O que você acharia se um indiciado por alguma infração penal tivesse o poder de decidir os desdobramentos do inquérito policial em que ele fosse parte, inclusive o seu possível arquivamento? Parece surreal? Pois bem, guardadas as devidas proporções é o que acontece com as contestações em segunda instância administrativa dos litígios em matéria tributária e aduaneira que tramitam no Conselho Administrativo de Recursos Fiscais (Carf) da Fazenda Nacional.
É importante levar em consideração que o inquérito policial, por sua natureza jurídico-administrativa, não tem o condão de declarar o indiciado culpado, muito menos de condená-lo, apenas aponta indícios de autoria e materialidade. Sendo, portanto, incabível que um possível cometedor de um ilícito penal em apuração pudesse ter o poder de decidir os rumos do procedimento administrativo realizado pela polícia judiciária.
Já no contencioso administrativo federal, os autuados por possível cometimento de infração tributária não só podem, como decidem em segunda instância os desdobramentos das autuações lavradas pelos auditores fiscais quando da identificação de algum ilícito fiscal. Some-se a isso o fato de o julgamento administrativo fazer coisa julgada contra a administração, não contra o contribuinte. Este, caso não concorde com a decisão, poderá sempre recorrer ao Judiciário, enquanto ao fisco, em decisões administrativas desfavoráveis, cabe apenas permanecer inconformado, pois nada mais poderá ser feito.
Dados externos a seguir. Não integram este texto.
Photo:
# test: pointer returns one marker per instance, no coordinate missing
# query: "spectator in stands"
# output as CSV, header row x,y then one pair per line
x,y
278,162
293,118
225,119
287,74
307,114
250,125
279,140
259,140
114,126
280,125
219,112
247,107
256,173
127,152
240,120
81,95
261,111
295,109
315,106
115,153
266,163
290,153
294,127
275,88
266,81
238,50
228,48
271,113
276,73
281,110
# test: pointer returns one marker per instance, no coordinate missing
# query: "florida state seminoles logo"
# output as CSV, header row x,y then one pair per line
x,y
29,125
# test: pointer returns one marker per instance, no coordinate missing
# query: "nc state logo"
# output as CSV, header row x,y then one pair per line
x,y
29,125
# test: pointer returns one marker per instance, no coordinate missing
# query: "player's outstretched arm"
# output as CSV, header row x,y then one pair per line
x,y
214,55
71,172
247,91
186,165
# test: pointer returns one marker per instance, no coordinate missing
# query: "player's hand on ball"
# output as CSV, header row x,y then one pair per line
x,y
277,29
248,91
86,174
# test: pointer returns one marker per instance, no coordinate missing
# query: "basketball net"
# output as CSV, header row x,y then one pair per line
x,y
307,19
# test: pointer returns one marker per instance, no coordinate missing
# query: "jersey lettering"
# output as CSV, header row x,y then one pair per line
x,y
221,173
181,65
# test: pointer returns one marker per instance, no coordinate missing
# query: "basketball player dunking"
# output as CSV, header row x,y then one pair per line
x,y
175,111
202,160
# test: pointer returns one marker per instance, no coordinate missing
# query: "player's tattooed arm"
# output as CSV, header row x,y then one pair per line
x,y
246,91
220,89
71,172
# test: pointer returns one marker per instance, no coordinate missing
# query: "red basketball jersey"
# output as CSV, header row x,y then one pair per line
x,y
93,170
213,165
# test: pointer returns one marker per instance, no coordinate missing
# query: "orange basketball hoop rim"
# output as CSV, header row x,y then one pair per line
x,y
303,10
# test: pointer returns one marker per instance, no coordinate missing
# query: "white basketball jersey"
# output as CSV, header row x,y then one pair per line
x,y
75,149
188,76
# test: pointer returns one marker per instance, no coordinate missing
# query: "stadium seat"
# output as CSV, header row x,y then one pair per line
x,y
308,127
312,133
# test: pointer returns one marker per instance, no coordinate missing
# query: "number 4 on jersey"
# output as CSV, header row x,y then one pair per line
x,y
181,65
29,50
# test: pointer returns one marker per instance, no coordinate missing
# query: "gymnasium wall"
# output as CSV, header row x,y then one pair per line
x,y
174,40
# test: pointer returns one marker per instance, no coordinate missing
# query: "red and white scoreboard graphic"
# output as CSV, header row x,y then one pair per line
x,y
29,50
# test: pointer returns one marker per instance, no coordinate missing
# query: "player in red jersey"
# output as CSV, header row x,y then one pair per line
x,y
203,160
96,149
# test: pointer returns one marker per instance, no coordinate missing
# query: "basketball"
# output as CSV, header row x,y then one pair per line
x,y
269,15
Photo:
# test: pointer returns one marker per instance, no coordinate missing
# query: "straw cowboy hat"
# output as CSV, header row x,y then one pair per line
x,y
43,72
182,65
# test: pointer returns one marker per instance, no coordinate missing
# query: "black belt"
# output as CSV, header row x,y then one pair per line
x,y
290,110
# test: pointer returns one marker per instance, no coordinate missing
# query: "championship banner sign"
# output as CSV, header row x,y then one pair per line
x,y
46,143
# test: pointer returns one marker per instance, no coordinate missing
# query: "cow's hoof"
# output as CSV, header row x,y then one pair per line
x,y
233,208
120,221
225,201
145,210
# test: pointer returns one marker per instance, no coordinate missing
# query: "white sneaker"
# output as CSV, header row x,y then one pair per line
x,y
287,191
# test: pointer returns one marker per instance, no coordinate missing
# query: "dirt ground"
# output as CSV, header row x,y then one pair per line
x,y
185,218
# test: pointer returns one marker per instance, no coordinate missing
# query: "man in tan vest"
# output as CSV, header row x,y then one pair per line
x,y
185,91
Para termos ideia da dimensão do problema, o estoque dos processos no contencioso tributário federal no Carf era, em novembro de 2022, de cerca de 92 mil processos, perfazendo o valor aproximado de R$ 1 trilhão.
Os dados são astronômicos. Do estoque dos processos do Carf, 162 eram acima de R$ 1 bilhão, totalizando o montante de aproximadamente R$ 453 bilhões. Entre R$ 100 milhões e R$ 1 bilhão, o estoque era de 1.261 processos, perfazendo um total de aproximadamente R$ 341 bilhões; os processos entre R$ 15 milhões e R$ 100 milhões correspondiam a 4.604, perfazendo o total de aproximadamente R$ 167 bilhões; entre R$ 72 mil e R$ 15 milhões, havia mais de 53 mil processos, totalizando aproximadamente R$ 108 bilhões. Os processos abaixo de R$ 72 mil eram mais de 33 mil, cujos valores totalizados seriam de aproximadamente R$ 681 milhões.
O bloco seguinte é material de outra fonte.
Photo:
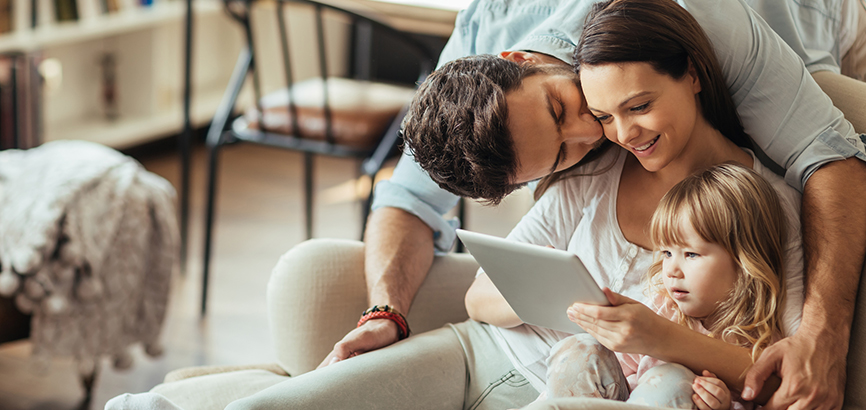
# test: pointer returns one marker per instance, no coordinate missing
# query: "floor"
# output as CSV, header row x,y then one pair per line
x,y
260,216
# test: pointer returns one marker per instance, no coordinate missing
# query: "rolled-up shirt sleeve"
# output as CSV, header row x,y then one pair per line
x,y
781,106
412,190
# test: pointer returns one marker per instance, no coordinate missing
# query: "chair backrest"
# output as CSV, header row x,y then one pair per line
x,y
316,103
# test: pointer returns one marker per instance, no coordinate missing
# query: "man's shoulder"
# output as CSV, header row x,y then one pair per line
x,y
491,26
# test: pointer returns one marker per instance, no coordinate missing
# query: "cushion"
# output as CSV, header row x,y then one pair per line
x,y
360,110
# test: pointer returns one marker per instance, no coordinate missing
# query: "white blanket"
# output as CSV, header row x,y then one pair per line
x,y
88,243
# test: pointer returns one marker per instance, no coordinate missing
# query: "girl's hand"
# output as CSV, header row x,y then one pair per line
x,y
627,326
711,393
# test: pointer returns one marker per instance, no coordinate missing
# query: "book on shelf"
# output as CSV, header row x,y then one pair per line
x,y
20,101
7,16
66,10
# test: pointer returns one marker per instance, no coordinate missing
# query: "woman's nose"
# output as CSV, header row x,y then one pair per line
x,y
626,130
672,269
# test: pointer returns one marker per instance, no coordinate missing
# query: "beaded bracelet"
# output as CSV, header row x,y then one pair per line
x,y
387,312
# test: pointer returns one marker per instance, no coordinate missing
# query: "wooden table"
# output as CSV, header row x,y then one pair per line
x,y
432,17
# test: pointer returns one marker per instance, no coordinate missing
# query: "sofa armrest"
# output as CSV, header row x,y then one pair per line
x,y
317,292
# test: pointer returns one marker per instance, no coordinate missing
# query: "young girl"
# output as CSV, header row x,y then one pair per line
x,y
719,237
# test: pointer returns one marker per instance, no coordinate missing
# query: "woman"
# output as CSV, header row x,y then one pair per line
x,y
651,79
455,367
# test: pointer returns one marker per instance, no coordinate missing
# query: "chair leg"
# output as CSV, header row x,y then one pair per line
x,y
461,215
308,193
215,138
209,219
365,206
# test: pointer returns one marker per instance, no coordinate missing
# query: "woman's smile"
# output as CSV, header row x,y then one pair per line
x,y
642,150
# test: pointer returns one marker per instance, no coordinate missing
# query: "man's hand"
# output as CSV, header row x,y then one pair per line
x,y
372,335
711,393
627,326
813,376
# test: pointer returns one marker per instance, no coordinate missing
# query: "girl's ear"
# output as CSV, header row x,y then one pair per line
x,y
693,78
521,57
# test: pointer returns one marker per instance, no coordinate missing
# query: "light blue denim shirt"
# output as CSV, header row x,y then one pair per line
x,y
781,106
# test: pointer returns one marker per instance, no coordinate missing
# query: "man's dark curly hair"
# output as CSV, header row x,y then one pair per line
x,y
457,126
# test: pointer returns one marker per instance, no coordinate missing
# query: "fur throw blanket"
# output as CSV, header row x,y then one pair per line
x,y
88,243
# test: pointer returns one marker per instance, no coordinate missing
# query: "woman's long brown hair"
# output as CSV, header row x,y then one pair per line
x,y
664,35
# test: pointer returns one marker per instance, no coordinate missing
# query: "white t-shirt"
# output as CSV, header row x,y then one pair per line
x,y
578,214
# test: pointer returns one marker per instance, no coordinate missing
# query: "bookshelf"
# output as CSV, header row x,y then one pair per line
x,y
145,46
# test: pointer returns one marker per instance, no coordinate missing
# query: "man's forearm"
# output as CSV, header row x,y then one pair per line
x,y
834,241
398,255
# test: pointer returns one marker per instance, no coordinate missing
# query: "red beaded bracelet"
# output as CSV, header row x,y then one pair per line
x,y
387,312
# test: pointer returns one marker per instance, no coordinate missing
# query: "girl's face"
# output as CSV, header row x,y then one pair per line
x,y
650,114
697,275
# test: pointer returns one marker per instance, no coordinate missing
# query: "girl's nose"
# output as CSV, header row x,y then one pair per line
x,y
672,269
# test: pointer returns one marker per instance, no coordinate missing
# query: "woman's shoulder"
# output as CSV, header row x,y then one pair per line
x,y
789,196
602,168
Traduzindo os números: processos com valores superiores a R$ 1 bilhão, cujos valores atingem a cifra de aproximadamente R$ 453 bilhões, correspondem a 45,3% do montante dos créditos em contestação, sendo equivalente a apenas 0,17% dos processos em tramitação – ou seja, é nesse ínfimo percentual de processos que se concentram os maiores valores em litígio.
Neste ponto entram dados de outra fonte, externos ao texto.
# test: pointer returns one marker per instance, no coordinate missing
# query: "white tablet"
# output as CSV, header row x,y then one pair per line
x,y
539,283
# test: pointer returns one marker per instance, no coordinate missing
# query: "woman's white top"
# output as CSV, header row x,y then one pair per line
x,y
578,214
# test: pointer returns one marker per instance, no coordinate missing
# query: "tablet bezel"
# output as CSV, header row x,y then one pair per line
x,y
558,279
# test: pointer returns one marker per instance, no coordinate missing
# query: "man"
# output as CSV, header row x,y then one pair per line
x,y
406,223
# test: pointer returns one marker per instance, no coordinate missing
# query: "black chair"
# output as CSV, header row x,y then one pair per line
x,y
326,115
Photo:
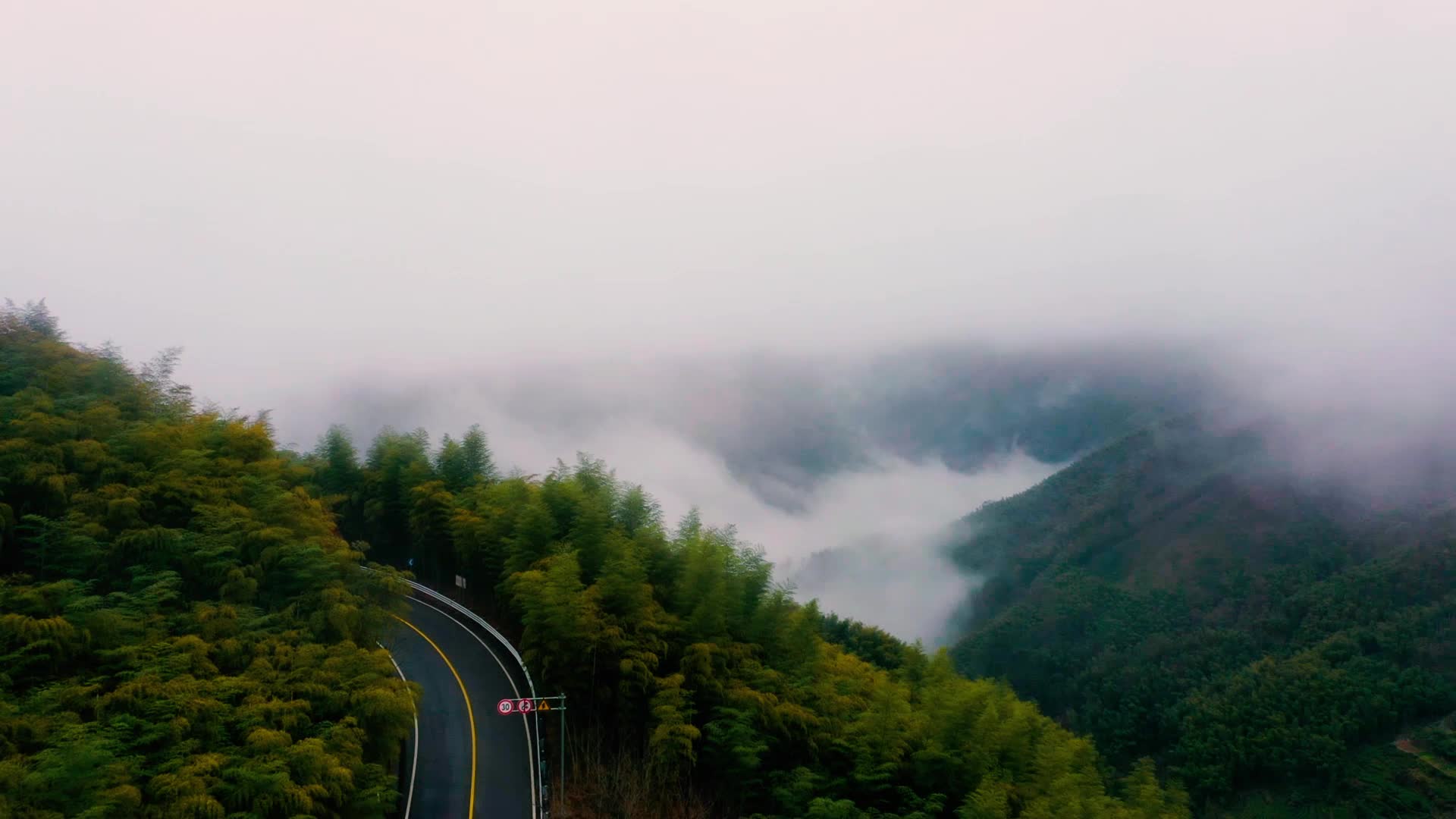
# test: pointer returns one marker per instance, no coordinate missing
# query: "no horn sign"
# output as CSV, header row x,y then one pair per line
x,y
507,707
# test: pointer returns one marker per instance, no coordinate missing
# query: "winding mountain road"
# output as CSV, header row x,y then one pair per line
x,y
466,761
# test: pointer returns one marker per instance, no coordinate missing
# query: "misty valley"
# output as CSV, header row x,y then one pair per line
x,y
1149,604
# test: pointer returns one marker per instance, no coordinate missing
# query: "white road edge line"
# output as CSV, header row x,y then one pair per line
x,y
414,763
530,765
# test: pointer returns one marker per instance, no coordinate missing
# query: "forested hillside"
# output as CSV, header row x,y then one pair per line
x,y
1180,595
182,632
185,632
692,676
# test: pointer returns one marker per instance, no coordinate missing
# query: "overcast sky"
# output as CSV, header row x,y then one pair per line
x,y
306,193
290,188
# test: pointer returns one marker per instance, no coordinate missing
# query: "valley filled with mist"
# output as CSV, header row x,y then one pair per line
x,y
968,411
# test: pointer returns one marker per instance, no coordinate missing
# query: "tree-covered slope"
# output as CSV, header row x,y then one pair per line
x,y
182,632
1183,596
691,675
185,632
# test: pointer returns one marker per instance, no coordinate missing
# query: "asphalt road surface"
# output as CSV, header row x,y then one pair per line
x,y
466,751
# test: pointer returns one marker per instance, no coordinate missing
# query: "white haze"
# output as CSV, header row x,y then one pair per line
x,y
318,196
887,522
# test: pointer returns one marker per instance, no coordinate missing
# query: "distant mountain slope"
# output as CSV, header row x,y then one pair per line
x,y
1181,594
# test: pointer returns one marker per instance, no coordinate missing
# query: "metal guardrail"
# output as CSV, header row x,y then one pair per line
x,y
544,809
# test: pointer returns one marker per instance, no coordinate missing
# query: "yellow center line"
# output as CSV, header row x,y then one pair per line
x,y
468,710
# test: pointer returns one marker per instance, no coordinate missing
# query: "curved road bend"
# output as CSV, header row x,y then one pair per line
x,y
437,651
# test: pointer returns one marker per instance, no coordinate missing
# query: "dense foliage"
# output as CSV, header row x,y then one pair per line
x,y
677,648
1177,598
182,632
Caso levássemos em consideração os dados do ano passado – quando 1,9% dos processos resultou em empate no julgamento – e que, naquele momento, estava em vigor o artigo 28 da Lei 13.988/2020 – que tornou sem efeito o voto de qualidade e que previa, em caso de empate no julgamento do processo administrativo de determinação e exigência do crédito tributário, a não aplicabilidade do voto de qualidade por representantes da Fazenda Pública, resolvendo-se favoravelmente ao contribuinte –, poderíamos afirmar que se não fosse a MP 1160/2023, que restabeleceu o voto de qualidade no Carf, todos os processos bilionários poderiam ser resolvidos em favor do contribuinte, com graves e irremediáveis prejuízos aos cofres públicos.
No discurso daqueles que advogam o fim do voto de qualidade, um dos principais argumentos é que a maioria das decisões do Carf são por unanimidade, e isso é um fato. Em 2022, 76% dos processos foram decididos dessa maneira. No entanto, 93,5% dos processos são de valores de até R$ 15 milhões e desses, aproximadamente 63% são de valores inferiores a R$ 72 mil.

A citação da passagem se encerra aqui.